The Colour Assessment and Diagnosis test is a computer-based exam used in specialized settings like aviation. The FAA accepts it for pilot certification. It generates a numerical score for red-green and yellow-blue sensitivity. A red-green score below 1.7 is considered normal. Higher scores indicate a deficiency, with different passing thresholds depending on whether the defect is protan or deutan type. This test is particularly useful when someone needs to prove their color vision meets a specific professional standard.

Why Online Tests Have Limits

Plenty of websites offer free Ishihara-style screening tests, and they can be a reasonable starting point. But the results depend heavily on your screen. Monitor brightness, color calibration, display resolution, and even the lighting in your room all affect how colors appear. A study comparing online Ishihara plates to the standard printed handbook found the biggest discrepancies on the most subtle plates, likely because of differences in the spectral quality of screen light versus the standardized conditions the test was designed for.

If an online test suggests you have a deficiency, it’s worth confirming with a proper clinical screening. If an online test says you’re fine but you still struggle with colors in daily life, don’t assume the screen result is more accurate than your own experience.

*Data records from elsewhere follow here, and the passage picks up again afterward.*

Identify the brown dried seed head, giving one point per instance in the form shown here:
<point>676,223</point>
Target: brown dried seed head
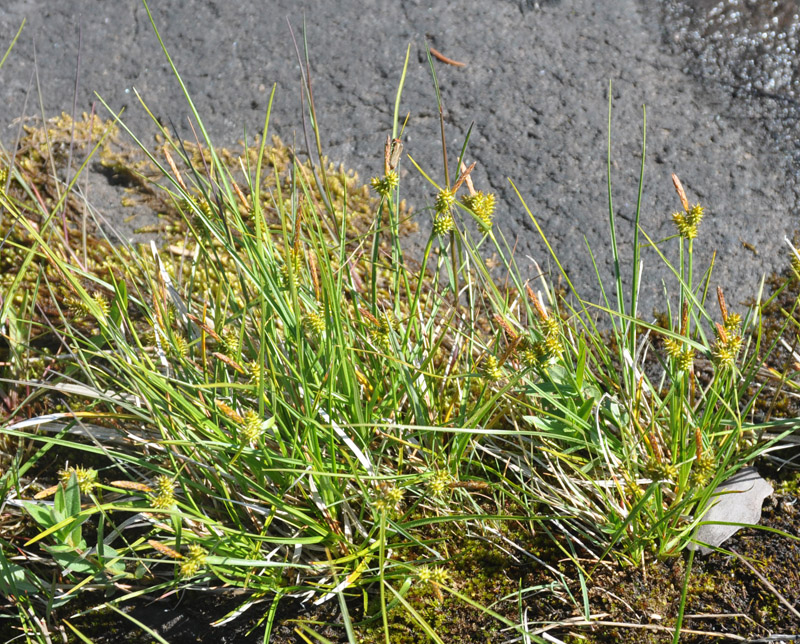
<point>681,193</point>
<point>165,550</point>
<point>684,318</point>
<point>468,179</point>
<point>463,176</point>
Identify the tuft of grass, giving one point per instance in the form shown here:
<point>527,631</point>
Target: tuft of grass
<point>277,399</point>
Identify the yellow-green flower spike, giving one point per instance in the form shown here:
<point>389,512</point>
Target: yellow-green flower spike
<point>491,369</point>
<point>194,561</point>
<point>444,201</point>
<point>86,477</point>
<point>385,186</point>
<point>439,483</point>
<point>443,224</point>
<point>314,322</point>
<point>482,205</point>
<point>163,498</point>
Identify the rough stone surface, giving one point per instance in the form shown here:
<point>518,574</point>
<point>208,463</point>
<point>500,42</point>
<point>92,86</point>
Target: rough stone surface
<point>737,500</point>
<point>535,84</point>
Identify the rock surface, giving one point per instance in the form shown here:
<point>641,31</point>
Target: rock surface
<point>535,84</point>
<point>737,500</point>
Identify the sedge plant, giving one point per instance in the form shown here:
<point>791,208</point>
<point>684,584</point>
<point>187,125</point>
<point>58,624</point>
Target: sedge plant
<point>281,401</point>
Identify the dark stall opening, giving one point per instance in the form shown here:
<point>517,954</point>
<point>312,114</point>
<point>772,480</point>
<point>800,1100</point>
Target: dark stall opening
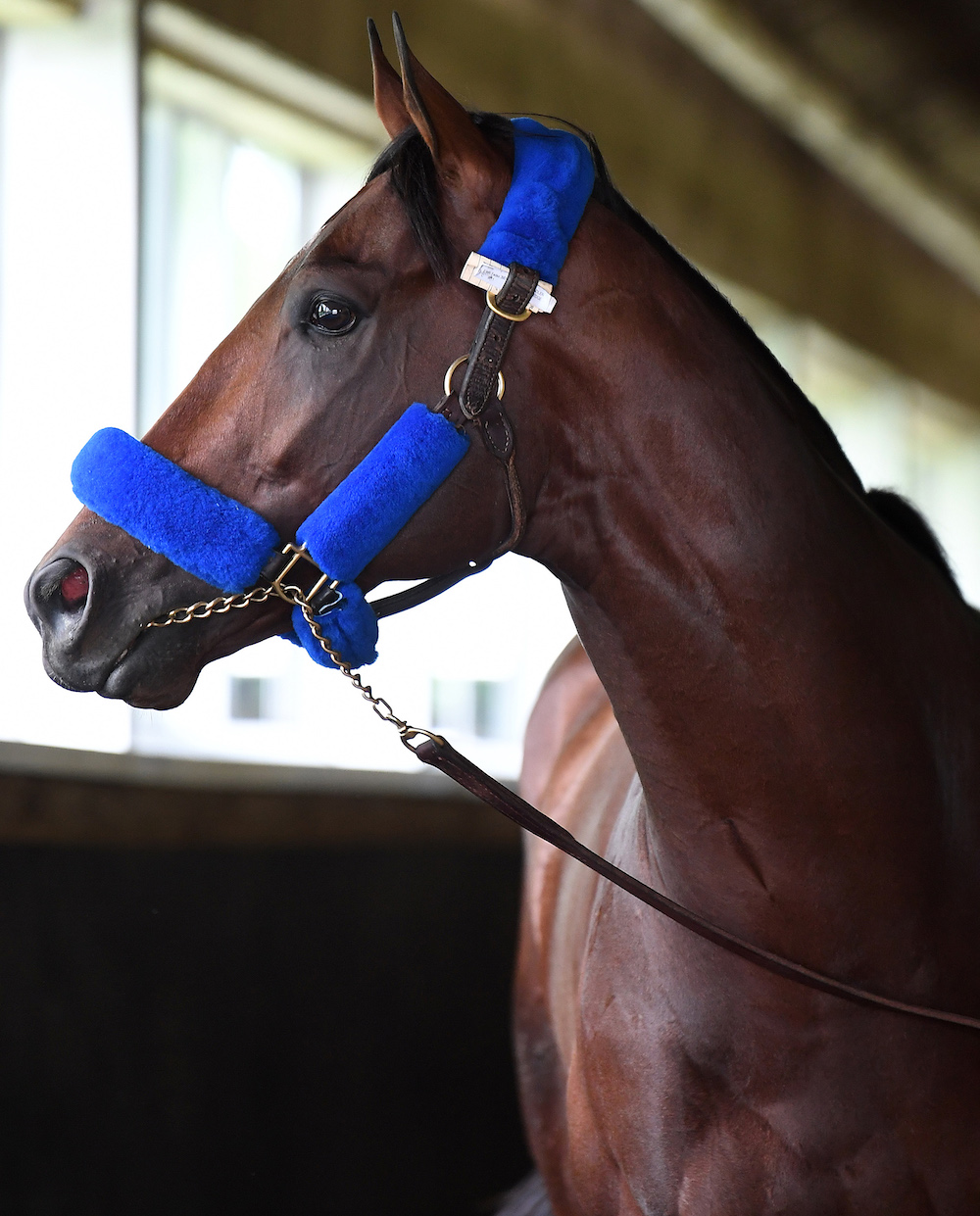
<point>303,1029</point>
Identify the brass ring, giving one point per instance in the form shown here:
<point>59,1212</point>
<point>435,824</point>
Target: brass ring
<point>491,303</point>
<point>459,363</point>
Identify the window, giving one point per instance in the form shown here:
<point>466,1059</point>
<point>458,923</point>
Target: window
<point>242,157</point>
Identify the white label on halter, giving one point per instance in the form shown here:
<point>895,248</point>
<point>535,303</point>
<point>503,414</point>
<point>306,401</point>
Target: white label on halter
<point>491,276</point>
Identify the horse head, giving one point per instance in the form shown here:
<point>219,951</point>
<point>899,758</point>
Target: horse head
<point>364,320</point>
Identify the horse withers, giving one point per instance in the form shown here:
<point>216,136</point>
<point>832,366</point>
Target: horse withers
<point>773,717</point>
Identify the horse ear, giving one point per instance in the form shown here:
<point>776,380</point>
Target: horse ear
<point>388,99</point>
<point>458,146</point>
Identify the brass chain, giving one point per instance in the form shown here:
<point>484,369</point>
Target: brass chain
<point>206,608</point>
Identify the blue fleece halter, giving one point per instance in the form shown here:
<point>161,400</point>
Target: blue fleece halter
<point>227,544</point>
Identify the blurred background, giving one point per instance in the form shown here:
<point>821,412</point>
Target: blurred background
<point>248,953</point>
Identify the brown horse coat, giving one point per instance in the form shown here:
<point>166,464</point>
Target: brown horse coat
<point>783,737</point>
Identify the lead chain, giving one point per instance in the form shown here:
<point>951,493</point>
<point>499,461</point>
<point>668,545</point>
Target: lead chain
<point>206,608</point>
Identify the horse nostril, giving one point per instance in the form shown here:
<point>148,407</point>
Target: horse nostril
<point>74,586</point>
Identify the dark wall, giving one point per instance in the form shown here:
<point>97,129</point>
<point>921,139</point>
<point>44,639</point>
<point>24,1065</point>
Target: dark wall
<point>721,181</point>
<point>256,1029</point>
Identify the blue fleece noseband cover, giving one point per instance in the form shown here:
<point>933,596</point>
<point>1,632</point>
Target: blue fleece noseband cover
<point>226,544</point>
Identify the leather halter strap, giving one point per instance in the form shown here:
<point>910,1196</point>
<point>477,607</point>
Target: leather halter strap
<point>440,754</point>
<point>478,404</point>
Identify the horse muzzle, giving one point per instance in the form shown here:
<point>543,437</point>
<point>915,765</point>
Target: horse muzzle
<point>91,599</point>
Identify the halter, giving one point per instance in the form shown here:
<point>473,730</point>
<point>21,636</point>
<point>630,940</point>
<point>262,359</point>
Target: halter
<point>231,546</point>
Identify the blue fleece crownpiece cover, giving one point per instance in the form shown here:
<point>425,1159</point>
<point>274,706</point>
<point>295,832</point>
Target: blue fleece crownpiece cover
<point>552,180</point>
<point>226,544</point>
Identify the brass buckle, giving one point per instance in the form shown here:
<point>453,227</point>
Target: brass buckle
<point>451,372</point>
<point>288,591</point>
<point>491,303</point>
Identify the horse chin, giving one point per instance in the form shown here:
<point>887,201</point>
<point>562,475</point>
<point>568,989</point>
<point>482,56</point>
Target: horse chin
<point>145,684</point>
<point>161,667</point>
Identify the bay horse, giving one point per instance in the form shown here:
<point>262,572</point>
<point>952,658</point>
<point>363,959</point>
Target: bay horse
<point>773,717</point>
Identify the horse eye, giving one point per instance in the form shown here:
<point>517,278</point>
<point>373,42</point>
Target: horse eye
<point>332,316</point>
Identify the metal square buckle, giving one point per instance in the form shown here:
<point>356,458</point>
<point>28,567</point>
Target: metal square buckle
<point>283,563</point>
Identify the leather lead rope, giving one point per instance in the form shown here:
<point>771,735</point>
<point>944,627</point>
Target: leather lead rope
<point>439,754</point>
<point>478,404</point>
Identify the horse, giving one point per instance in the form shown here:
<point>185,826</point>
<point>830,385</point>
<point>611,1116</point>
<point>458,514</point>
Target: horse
<point>771,716</point>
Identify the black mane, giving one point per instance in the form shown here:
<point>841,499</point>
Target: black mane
<point>414,180</point>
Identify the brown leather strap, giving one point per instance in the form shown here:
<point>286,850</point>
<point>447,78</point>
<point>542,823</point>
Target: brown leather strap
<point>444,756</point>
<point>478,392</point>
<point>476,403</point>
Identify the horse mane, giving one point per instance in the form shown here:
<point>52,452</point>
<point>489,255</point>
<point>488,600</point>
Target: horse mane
<point>415,182</point>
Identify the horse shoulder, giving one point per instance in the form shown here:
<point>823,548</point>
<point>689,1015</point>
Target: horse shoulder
<point>577,771</point>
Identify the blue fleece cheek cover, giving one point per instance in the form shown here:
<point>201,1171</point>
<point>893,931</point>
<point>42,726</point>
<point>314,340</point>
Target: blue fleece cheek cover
<point>226,544</point>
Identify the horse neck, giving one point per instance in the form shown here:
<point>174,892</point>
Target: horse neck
<point>732,589</point>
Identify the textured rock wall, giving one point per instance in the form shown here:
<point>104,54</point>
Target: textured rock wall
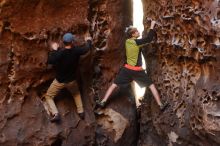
<point>184,64</point>
<point>26,28</point>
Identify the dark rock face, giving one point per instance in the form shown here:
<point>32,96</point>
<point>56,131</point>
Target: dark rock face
<point>26,28</point>
<point>184,64</point>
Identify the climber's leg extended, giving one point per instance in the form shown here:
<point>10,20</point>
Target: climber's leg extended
<point>144,80</point>
<point>74,89</point>
<point>52,91</point>
<point>122,78</point>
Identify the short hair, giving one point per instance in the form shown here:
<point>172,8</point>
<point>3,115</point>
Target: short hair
<point>130,31</point>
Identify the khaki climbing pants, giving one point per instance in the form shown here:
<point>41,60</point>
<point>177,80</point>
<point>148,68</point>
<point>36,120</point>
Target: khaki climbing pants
<point>53,90</point>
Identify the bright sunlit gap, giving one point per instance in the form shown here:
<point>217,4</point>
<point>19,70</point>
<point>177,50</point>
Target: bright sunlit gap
<point>138,23</point>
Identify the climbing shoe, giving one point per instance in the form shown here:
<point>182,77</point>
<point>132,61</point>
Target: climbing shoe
<point>82,115</point>
<point>101,104</point>
<point>164,106</point>
<point>55,118</point>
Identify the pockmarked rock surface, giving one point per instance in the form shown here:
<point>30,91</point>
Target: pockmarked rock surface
<point>184,63</point>
<point>26,29</point>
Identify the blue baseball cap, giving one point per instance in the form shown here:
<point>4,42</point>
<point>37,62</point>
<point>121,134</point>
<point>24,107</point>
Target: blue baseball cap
<point>68,37</point>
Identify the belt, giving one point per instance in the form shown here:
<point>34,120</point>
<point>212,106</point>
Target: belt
<point>136,68</point>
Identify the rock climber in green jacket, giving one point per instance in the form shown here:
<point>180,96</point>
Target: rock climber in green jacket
<point>133,70</point>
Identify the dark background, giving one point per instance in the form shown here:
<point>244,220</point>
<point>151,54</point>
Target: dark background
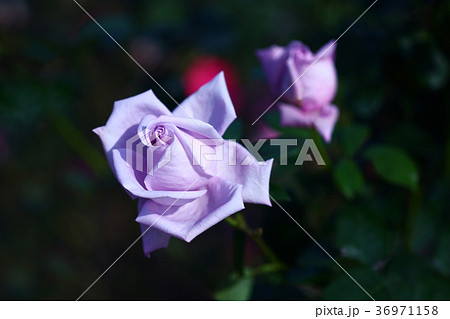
<point>380,207</point>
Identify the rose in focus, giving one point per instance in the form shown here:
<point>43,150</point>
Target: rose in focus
<point>307,83</point>
<point>186,195</point>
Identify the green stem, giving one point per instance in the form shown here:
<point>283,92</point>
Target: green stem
<point>239,223</point>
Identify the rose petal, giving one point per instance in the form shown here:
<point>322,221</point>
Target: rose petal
<point>273,64</point>
<point>186,222</point>
<point>239,166</point>
<point>126,175</point>
<point>210,104</point>
<point>328,50</point>
<point>125,117</point>
<point>319,82</point>
<point>153,239</point>
<point>199,128</point>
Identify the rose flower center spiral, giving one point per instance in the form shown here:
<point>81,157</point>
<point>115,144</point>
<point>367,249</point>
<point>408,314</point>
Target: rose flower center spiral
<point>157,136</point>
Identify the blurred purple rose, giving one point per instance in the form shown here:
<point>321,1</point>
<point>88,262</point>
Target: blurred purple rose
<point>307,102</point>
<point>201,194</point>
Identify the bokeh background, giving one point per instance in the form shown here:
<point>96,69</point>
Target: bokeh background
<point>380,207</point>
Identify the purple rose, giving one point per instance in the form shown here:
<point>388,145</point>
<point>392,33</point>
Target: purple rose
<point>307,101</point>
<point>184,195</point>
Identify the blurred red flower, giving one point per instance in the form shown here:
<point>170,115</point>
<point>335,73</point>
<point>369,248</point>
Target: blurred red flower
<point>206,67</point>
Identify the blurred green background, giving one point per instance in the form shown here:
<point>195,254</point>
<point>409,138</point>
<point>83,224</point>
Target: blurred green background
<point>380,207</point>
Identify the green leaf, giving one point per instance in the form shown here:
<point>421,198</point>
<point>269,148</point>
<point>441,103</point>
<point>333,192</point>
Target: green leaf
<point>239,239</point>
<point>348,177</point>
<point>394,165</point>
<point>353,137</point>
<point>363,237</point>
<point>236,288</point>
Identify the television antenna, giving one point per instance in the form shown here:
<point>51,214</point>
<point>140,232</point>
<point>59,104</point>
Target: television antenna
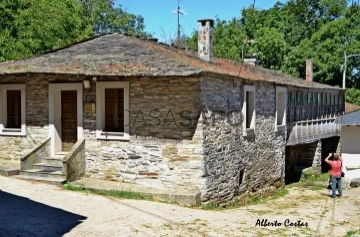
<point>179,12</point>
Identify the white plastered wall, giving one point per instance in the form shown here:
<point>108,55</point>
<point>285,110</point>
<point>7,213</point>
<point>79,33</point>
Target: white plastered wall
<point>350,150</point>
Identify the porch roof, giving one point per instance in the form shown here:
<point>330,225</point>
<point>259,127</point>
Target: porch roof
<point>352,118</point>
<point>122,55</point>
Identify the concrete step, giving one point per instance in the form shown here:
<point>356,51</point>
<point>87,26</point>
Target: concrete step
<point>53,161</point>
<point>42,173</point>
<point>52,180</point>
<point>47,167</point>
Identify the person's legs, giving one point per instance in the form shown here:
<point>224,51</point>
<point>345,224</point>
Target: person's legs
<point>333,186</point>
<point>339,186</point>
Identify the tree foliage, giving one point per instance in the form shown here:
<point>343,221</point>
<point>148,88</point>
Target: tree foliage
<point>30,27</point>
<point>288,34</point>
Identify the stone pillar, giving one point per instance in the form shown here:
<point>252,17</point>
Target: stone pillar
<point>205,39</point>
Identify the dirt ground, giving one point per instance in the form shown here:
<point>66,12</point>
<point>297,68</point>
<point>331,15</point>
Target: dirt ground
<point>36,209</point>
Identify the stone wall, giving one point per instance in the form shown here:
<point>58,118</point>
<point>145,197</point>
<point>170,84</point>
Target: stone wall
<point>165,149</point>
<point>259,157</point>
<point>313,154</point>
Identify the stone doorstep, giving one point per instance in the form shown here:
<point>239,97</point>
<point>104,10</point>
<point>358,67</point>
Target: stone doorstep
<point>9,172</point>
<point>8,168</point>
<point>183,198</point>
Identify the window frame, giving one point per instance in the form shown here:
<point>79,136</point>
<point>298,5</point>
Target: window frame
<point>251,129</point>
<point>101,134</point>
<point>3,110</point>
<point>280,127</point>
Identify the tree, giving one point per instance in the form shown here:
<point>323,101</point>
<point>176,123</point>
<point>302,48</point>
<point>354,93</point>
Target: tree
<point>104,17</point>
<point>30,27</point>
<point>269,48</point>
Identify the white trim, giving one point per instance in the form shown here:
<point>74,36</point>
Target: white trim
<point>280,127</point>
<point>3,110</point>
<point>251,129</point>
<point>55,112</point>
<point>100,111</point>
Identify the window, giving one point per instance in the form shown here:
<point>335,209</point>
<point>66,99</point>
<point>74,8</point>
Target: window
<point>12,110</point>
<point>280,107</point>
<point>249,109</point>
<point>112,110</point>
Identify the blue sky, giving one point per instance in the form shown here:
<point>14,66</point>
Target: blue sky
<point>162,22</point>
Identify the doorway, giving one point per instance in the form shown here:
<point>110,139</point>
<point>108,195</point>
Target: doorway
<point>65,115</point>
<point>68,119</point>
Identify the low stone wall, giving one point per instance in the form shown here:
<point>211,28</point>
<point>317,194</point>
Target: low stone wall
<point>15,147</point>
<point>152,162</point>
<point>74,163</point>
<point>36,155</point>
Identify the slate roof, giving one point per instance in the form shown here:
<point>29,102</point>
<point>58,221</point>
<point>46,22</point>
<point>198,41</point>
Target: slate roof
<point>352,118</point>
<point>121,55</point>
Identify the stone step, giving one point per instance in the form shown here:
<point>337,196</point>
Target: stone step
<point>47,167</point>
<point>52,161</point>
<point>42,173</point>
<point>51,180</point>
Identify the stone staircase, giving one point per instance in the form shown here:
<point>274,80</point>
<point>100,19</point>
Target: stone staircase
<point>48,170</point>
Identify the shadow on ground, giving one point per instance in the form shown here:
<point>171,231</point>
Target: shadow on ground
<point>23,217</point>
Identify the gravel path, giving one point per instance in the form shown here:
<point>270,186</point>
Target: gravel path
<point>36,209</point>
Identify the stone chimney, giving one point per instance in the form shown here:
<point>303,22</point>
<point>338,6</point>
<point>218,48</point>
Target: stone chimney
<point>309,71</point>
<point>250,61</point>
<point>205,39</point>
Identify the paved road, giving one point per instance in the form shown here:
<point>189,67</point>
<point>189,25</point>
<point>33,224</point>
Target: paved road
<point>36,209</point>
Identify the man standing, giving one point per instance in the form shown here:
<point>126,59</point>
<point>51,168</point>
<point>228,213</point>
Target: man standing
<point>335,173</point>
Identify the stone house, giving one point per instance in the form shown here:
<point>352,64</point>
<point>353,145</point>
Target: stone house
<point>132,110</point>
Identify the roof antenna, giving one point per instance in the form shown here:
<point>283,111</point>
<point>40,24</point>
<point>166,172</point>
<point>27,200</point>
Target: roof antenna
<point>179,12</point>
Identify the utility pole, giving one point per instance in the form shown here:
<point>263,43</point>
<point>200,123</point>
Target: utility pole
<point>178,12</point>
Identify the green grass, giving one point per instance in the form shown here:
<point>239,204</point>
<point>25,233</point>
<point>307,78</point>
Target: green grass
<point>126,194</point>
<point>312,180</point>
<point>352,233</point>
<point>249,200</point>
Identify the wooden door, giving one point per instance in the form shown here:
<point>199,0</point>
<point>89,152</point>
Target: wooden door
<point>68,119</point>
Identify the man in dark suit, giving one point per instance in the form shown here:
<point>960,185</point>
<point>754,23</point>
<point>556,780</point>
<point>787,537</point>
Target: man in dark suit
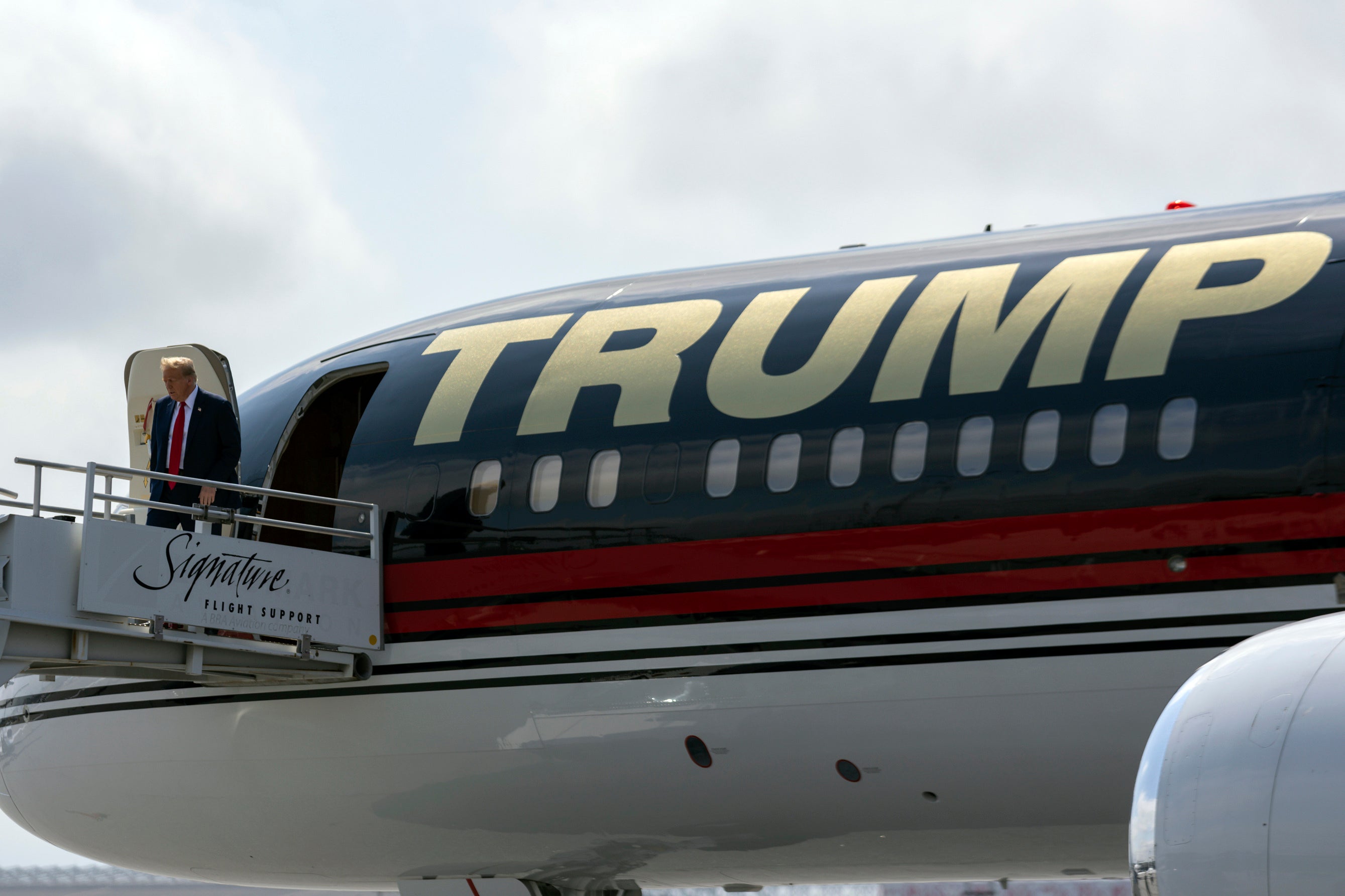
<point>195,434</point>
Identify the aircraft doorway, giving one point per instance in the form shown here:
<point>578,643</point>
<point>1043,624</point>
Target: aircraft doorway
<point>311,454</point>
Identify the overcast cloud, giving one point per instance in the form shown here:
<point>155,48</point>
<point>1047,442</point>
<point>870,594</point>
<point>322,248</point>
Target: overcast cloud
<point>272,179</point>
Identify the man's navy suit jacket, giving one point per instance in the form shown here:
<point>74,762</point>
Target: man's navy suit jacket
<point>211,453</point>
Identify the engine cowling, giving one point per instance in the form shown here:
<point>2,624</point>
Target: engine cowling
<point>1242,785</point>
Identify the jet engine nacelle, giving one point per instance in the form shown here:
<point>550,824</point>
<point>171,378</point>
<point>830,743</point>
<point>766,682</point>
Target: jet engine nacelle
<point>1242,786</point>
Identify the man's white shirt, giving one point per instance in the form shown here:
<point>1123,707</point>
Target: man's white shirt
<point>182,408</point>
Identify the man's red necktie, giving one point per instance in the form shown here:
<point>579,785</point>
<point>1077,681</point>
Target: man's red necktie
<point>179,426</point>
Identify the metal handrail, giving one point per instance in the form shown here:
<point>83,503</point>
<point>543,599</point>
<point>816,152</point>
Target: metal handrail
<point>93,470</point>
<point>72,468</point>
<point>229,515</point>
<point>228,487</point>
<point>54,508</point>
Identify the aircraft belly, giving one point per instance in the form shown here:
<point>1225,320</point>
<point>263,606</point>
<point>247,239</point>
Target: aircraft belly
<point>576,769</point>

Color Blindness That Develops Later in Life

Not all color vision deficiency is inherited. You can develop it from eye diseases like glaucoma or age-related macular degeneration, neurological conditions like Alzheimer’s or multiple sclerosis, certain medications (including some used for rheumatoid arthritis), and eye or brain injuries such as retinal detachment. Cataracts can also gradually dull your color perception as the lens of your eye becomes cloudier with age.

Acquired color vision loss is different from the inherited kind in a few important ways. It can affect one eye more than the other, it may involve blue-yellow confusion rather than the more common red-green type, and it can change over time as the underlying condition progresses or is treated. If your color perception shifts noticeably, that’s worth mentioning to your eye care provider, because it can sometimes be an early signal of a condition that hasn’t been diagnosed yet.

What Happens After a Diagnosis

There’s no cure for inherited color blindness, but knowing your specific type and severity makes a practical difference. You can adjust your environment: label clothing colors, use apps that identify colors through your phone’s camera, and request accommodations at school or work for color-coded materials. Some people find that specially tinted lenses enhance the contrast between colors they normally confuse, though these don’t restore normal color vision.

For children, an early diagnosis lets parents alert teachers before color-dependent assignments become a source of frustration. For adults, it can explain years of small misunderstandings and help with career planning in fields where color discrimination matters, like electrical work, graphic design, or aviation. The diagnosis itself is straightforward and painless. Most screenings take under ten minutes.